A inizio agosto, ricordiamo, un gruppo di cittadini aveva sollevato la questione, riferendo di "quantità insufficienti di cibo, spesso scaduto da diversi giorni, sovraffollamento dei dormitori, temperature elevate che unite alla scarsa aerazione degli spazi creano una sensazione di soffocamento e infestazione di cimici da letto".
Contattata all'epoca dei fatti, la Croce Rossa aveva confermato il problema delle cimici da letto, aggiungendo che due interventi erano già stati effettuati da specialisti di disinfestazione.
Su posto sono arrivati anche la direttrice della sezione ticinese di Croce Rossa Josiane Ricci e il direttore della Divisione dell'azione sociale e delle famiglie Renato Bernasconi, a cui i richiedenti l'asilo hanno mostrato le condizioni del centro.
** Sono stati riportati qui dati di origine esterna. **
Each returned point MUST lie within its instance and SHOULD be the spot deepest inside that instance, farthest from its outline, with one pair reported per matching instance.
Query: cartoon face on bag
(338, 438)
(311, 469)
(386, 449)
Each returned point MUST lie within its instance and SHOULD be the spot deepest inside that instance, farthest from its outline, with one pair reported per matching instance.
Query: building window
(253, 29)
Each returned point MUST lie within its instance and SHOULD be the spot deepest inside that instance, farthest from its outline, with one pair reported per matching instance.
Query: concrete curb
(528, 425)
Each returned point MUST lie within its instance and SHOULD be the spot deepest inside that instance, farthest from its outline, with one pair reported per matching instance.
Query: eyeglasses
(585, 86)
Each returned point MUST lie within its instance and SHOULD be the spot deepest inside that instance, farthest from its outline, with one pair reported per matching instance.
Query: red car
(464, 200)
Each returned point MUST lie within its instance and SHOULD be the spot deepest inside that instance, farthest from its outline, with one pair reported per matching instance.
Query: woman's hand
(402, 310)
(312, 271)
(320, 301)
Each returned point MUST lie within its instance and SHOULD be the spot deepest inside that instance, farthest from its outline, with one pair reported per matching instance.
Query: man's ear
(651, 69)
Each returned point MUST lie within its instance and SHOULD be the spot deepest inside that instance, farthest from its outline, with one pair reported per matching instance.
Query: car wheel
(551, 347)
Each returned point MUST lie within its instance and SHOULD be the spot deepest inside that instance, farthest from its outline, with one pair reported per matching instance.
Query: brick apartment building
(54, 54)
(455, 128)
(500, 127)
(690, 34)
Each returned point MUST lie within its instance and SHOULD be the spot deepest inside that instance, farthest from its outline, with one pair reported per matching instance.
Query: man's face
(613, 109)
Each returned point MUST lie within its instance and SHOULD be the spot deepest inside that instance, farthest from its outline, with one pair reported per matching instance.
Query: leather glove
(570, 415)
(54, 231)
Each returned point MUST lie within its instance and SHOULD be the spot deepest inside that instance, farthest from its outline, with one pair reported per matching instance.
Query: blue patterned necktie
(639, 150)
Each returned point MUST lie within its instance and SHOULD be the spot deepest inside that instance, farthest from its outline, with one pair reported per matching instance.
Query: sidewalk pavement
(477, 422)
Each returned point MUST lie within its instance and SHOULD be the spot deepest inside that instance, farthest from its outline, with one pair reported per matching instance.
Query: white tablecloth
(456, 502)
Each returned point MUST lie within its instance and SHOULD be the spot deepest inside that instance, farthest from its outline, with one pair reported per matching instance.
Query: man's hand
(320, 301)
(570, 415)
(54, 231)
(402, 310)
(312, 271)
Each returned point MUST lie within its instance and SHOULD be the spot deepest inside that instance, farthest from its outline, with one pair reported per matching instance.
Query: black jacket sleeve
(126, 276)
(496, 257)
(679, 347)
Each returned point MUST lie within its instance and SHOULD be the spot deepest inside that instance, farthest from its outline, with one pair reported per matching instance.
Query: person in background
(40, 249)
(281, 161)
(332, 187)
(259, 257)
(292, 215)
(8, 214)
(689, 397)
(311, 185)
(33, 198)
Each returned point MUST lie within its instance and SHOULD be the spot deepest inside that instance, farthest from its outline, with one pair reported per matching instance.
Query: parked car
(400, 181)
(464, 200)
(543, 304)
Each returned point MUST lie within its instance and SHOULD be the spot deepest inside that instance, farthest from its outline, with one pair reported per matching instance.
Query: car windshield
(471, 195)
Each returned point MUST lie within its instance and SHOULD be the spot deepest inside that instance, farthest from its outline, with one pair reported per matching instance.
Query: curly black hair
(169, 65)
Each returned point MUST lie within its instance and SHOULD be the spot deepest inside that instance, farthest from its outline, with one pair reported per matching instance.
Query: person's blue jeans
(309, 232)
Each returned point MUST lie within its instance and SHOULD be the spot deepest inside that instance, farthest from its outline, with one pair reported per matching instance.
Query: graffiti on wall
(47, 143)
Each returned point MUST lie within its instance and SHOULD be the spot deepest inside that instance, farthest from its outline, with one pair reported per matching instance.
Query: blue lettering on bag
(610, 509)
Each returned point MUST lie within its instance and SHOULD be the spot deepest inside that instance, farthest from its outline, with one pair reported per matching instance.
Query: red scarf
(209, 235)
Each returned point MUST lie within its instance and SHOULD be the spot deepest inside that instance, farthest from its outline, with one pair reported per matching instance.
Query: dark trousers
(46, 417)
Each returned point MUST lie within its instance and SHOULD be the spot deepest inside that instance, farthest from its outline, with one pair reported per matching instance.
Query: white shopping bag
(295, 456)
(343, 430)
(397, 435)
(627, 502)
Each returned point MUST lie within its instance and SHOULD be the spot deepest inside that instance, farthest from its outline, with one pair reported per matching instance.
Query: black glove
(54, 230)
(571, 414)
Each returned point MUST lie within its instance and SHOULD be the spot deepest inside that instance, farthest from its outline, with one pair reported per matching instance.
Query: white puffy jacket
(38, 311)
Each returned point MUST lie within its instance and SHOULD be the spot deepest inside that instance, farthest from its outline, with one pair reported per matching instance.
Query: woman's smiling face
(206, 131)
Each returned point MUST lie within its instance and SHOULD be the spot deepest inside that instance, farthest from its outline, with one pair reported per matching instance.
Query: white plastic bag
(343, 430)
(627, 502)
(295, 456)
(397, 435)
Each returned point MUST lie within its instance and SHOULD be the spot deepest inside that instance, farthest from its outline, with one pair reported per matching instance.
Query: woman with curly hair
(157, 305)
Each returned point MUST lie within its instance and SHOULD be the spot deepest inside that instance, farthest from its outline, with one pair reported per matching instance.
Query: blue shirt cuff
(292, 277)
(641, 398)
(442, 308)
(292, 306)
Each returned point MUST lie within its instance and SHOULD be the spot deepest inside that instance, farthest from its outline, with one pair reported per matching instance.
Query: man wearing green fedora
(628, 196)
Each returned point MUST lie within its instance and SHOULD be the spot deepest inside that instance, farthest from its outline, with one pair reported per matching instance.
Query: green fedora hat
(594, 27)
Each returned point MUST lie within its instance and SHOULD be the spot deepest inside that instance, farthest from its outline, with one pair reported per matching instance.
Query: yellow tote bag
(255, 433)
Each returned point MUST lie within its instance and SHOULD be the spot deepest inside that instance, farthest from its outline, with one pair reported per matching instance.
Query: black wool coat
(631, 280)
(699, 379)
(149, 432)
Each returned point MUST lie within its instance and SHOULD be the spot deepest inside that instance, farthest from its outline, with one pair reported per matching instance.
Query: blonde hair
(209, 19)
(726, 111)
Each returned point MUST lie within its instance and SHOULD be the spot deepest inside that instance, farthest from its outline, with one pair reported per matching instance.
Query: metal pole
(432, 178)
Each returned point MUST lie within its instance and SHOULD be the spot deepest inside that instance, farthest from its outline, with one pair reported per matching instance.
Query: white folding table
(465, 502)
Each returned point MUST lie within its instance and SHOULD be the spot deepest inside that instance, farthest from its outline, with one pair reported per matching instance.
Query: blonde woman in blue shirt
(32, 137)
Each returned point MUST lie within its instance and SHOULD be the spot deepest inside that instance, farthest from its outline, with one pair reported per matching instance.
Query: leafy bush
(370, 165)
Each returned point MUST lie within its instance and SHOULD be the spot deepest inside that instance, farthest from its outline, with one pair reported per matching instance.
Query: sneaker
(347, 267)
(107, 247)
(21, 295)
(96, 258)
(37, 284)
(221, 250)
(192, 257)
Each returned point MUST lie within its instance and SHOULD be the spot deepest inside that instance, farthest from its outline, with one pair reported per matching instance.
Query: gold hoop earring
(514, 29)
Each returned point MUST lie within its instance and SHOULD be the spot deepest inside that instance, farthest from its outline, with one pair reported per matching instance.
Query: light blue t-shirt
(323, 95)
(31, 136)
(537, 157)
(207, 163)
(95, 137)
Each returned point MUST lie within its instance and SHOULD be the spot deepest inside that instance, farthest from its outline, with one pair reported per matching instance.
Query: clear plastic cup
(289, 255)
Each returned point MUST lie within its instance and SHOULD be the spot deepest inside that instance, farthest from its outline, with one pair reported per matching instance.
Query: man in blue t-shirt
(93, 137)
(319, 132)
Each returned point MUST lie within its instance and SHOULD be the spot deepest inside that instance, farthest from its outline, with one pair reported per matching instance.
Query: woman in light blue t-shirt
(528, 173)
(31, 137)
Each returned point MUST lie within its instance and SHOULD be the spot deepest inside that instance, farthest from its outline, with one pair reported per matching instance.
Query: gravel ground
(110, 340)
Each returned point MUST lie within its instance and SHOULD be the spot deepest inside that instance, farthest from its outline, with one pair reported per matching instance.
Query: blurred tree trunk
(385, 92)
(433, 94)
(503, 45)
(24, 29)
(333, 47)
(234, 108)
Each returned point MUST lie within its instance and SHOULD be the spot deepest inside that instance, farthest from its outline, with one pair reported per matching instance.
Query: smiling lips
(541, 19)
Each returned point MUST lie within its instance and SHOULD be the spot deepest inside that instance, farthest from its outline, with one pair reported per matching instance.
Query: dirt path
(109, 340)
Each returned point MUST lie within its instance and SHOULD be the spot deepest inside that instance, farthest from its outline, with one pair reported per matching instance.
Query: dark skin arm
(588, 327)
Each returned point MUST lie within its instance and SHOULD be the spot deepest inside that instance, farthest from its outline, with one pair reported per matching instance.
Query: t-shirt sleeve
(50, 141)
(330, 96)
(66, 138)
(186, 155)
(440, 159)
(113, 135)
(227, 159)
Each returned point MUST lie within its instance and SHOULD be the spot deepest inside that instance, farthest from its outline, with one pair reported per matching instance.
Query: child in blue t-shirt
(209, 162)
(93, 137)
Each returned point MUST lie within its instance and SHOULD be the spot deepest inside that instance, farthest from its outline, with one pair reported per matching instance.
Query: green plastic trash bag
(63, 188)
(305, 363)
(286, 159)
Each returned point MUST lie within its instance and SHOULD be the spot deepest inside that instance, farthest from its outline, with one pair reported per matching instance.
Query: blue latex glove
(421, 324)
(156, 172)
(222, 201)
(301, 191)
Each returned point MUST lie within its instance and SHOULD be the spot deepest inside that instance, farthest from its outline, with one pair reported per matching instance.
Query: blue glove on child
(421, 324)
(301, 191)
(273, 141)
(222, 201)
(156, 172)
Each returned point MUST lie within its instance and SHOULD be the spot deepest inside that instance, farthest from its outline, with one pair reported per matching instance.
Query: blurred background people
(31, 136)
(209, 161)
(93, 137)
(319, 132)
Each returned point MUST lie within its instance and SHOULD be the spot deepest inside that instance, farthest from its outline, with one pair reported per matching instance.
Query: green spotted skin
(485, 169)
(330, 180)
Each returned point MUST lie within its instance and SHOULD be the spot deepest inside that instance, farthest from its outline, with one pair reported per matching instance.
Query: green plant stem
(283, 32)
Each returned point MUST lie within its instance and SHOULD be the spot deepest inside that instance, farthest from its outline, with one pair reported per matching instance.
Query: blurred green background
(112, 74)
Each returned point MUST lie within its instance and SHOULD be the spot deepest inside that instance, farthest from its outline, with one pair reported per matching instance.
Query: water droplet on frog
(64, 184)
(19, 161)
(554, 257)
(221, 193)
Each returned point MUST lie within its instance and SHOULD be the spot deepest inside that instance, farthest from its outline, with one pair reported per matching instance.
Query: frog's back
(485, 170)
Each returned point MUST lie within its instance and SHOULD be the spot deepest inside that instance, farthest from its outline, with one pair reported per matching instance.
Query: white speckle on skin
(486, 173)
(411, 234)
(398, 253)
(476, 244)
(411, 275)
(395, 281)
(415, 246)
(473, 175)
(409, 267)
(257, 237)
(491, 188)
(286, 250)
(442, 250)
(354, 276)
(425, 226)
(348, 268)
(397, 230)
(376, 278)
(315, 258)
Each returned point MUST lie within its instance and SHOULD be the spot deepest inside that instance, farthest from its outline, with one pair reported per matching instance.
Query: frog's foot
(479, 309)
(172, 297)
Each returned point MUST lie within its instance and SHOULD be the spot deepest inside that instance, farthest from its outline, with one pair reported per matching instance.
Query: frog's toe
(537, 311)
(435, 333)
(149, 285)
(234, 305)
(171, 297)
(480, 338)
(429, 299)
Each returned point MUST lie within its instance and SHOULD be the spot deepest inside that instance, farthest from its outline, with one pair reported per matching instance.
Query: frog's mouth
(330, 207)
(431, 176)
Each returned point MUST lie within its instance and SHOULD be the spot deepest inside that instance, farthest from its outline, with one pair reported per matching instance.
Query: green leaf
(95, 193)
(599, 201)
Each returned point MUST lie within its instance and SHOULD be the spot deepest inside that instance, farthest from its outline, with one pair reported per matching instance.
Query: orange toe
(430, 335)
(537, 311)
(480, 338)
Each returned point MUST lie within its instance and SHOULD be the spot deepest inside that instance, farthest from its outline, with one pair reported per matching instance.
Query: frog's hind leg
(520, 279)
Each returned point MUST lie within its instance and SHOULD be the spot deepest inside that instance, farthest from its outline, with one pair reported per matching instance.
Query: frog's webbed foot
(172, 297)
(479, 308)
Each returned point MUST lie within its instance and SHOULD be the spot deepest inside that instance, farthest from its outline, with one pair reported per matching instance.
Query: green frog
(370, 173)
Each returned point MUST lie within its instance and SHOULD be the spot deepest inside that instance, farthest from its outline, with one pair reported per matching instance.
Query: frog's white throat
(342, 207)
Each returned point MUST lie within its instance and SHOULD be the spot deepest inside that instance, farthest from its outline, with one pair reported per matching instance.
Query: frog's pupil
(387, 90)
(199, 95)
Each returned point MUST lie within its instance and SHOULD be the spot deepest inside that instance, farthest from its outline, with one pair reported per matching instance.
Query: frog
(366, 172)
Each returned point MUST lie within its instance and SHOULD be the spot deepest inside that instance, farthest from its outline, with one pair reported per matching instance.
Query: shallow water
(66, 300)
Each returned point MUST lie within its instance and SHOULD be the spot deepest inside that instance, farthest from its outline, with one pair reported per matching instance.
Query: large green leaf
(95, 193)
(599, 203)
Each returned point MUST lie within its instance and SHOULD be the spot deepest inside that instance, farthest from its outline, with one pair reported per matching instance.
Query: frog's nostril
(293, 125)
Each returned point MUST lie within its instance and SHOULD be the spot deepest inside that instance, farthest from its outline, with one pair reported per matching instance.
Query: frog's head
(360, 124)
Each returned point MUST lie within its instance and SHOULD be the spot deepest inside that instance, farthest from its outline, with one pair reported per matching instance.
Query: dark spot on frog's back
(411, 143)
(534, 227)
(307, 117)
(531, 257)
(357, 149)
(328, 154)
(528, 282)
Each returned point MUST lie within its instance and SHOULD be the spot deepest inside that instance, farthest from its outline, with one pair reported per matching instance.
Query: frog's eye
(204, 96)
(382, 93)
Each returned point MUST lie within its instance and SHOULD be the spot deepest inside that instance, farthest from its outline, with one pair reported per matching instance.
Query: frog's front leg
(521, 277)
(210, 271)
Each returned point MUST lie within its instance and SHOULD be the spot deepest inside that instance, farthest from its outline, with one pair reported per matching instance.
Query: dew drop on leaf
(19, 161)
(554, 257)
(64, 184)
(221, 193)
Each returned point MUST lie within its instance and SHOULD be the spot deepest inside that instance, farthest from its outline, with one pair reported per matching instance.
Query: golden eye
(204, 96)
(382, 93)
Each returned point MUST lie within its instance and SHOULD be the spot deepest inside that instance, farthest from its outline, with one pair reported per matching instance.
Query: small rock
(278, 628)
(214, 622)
Bernasconi, contattato dalla RSI, ha spiegato: "Si sta cercando di fare il meglio possibile con quanto abbiamo a disposizione", aggiungendo pure che "mercoledì il Consiglio di Stato ha approvato un credito (di 300mila franchi, ndr) per ampliare il centro polifunzionale in cui si potranno svolgere attività in condizioni adeguate".